Former state Transportation Secretary Sue Minter is carrying the Democratic mantle against the incumbent lieutenant governor, Republican Phil Scott. With Sanders, the state’s popular senator, largely off the trail for Minter, and some frustration with Minter among voters, Scott has led polls there and could give Republicans a once-unexpected victory on election night.

4. How Two Unexpectedly Vulnerable Congressmen Fare

Re-election was not supposed to be hard for Reps. Darrell Issa and John Mica, two long-serving Republicans who hail from relatively safe Republican districts.

Issa – as former House Oversight chairman a fierce critic of President Obama throughout much of his presidency – is now attempting to play up his bipartisan work with the lame-duck president. He’s also struck a more congenial tone recently when speaking about a potential Hillary Clinton presidency.

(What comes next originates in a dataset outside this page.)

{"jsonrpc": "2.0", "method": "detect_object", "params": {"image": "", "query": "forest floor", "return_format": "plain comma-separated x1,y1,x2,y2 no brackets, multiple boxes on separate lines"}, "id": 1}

Democrats have spent millions in effort to defeat Issa, Congress’ wealthiest member, and instead elect veteran Doug Applegate. Though it has been tighter in presidential election years, Issa has typically won with about 60 percent of the vote. His rivals are banking on voters in his well-educated, and rather wealthy, district to be motivated to vote by the presidential race rather than the congressional contest, a move they think will benefit Applegate.

Mica faces a similar problem, augmented by redistricting that has altered his suburban Orlando district. Since he was first elected in 1992, Mica – like Issa – has received about (or more than) 60 percent of the vote each time. Democrats have gone all in for Stephanie Murphy, a former national security specialist who entered the race after the shootings at the Pulse nightclub.

5. How Two House Freshmen Facing Presidential Headwinds Will Fare

Halfway across the country, Democratic Rep. Brad Ashford of Nebraska might be feeling something similar to the pressure on Republican Rep. Bruce Poliquin of Maine. Elected in 2014, both are defending their seats – both of which were won by the opposing party’s presidential candidate in 2012 – for the first time.

This year, both districts have also been targets for Clinton and Trump because both of their states award presidential electors based on the winners of each congressional district.

Though Trump has repeatedly campaigned in Maine’s 2nd District, Poloquin has refused to say who he supports for president. His Democratic rival, former state lawmaker Emily Cain, who he beat in 2014’s open contest, has hammered him for sitting on the fence while she has endorsed Clinton.

Meanwhile, as Clinton made her way through Omaha, Neb., earlier this year, Ashford, who supports her campaign, was out of the country. His Republican rival, Don Bacon, a veteran, was embraced by national Republicans early in an effort to knock off Ashford, one of the House’s few remaining “Blue Dog” moderates.